I feel like I am tempting fate to write this, but we had a last bit of 2009 sadness on Christmas Eve.  I didn’t want to write about it, on that Christmas when I was just starting to feel a bit of Christmas magic returned, but it was there in the background,  a dark shadow in the corner of the warm holiday glow.

On Christmas Eve, we took a second of our dogs to her final rest.  Anna, my adopted racing greyhound girl, was still bright-eyed and sweet at venerable thirteen, but her body finally failed her.  A disc in her back ruptured, and by the time we realized what had happened, her hindquarters were paralyzed and unfeeling and she could no longer rise to eat or drink or relieve herself.  Her large, clear, brown eyes were a mask of misery and, in consideration of her age and general health, there was nothing we could do to reasonably restore her to a bearable life.  On Christmas Eve, we gave her a final gift and released her from a life of pain.

It was a hard thing.  She was not a dog that you could get “close” to.  She was a gentle, quiet dog, with that inherent greyhound elegance and infinite patience.  But she was aloof.  Retired to her meant retired, and her world revolved around a soft place to lay her bones and good food to eat.

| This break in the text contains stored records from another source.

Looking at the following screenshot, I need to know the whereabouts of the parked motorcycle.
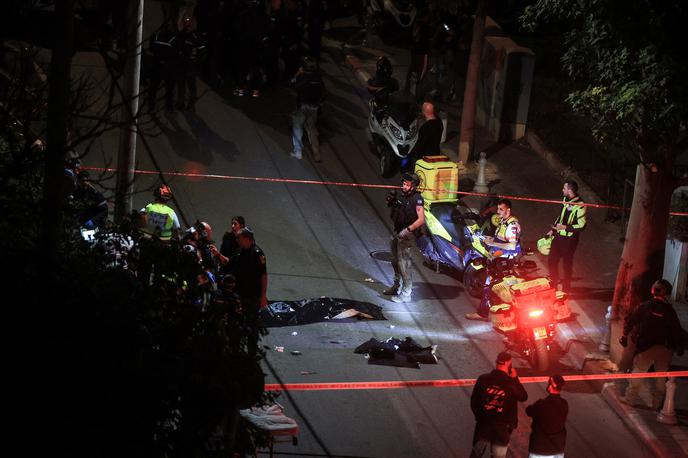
[416,201,498,297]
[488,258,571,371]
[368,97,418,178]
[417,201,571,371]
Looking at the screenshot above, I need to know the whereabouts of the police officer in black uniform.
[471,352,528,458]
[383,173,425,302]
[619,279,685,410]
[231,227,268,311]
[231,227,268,355]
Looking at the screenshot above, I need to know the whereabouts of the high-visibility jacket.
[142,202,179,240]
[554,196,585,237]
[494,215,521,257]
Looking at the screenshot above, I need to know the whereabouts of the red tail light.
[528,309,545,318]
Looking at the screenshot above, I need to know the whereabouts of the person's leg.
[478,276,492,318]
[648,345,673,410]
[164,68,175,110]
[490,442,509,458]
[305,107,320,162]
[148,63,162,111]
[291,109,306,159]
[383,235,401,296]
[471,440,490,458]
[398,239,414,298]
[177,68,186,108]
[547,236,562,288]
[186,71,198,109]
[624,347,654,404]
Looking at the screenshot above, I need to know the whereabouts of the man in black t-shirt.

Nevertheless, I got accustomed to stepping over and around her slender but sprawling frame on the carpet.  I got used to her following us around like a gray ghost on the edge of family gatherings.  I got used to her silent, watchful presence.  And without her to announce dinnertime to us in her short, ringing bark, we often forget to feed our one remaining dog until well past the scheduled hour.  I was unprepared for the hole her absence has created.

We have so much more room in our house now.   The remaining member of our pack, our diminutive (in stature only), Jack Russell Terrier is parsimonious of space and resources, even if her personality is large enough to fill a room.  The big wire crates are gone,  the big water jug has been replaced by a modest bowl, and the economy-sized food bin is a sad relic, unnecessary in our new dog-reduced state.

But the spaciousness echoes with a bit of emptiness, and at night I still find myself stepping around the place on the floor, that place that seems still so warm with the memory of quiet gray dog, and a phase of my life that is slowly passing away.

December 28th, 2009 at 11:51 am
2 Responses to “And then, there was one”
  1. 1
    Steph Says:

    I’m so sorry, Bri. My heart goes out to you.

  2. 2
    Sara Says:

    I am so sorry for your loss. You are all in my thoughts and prayers.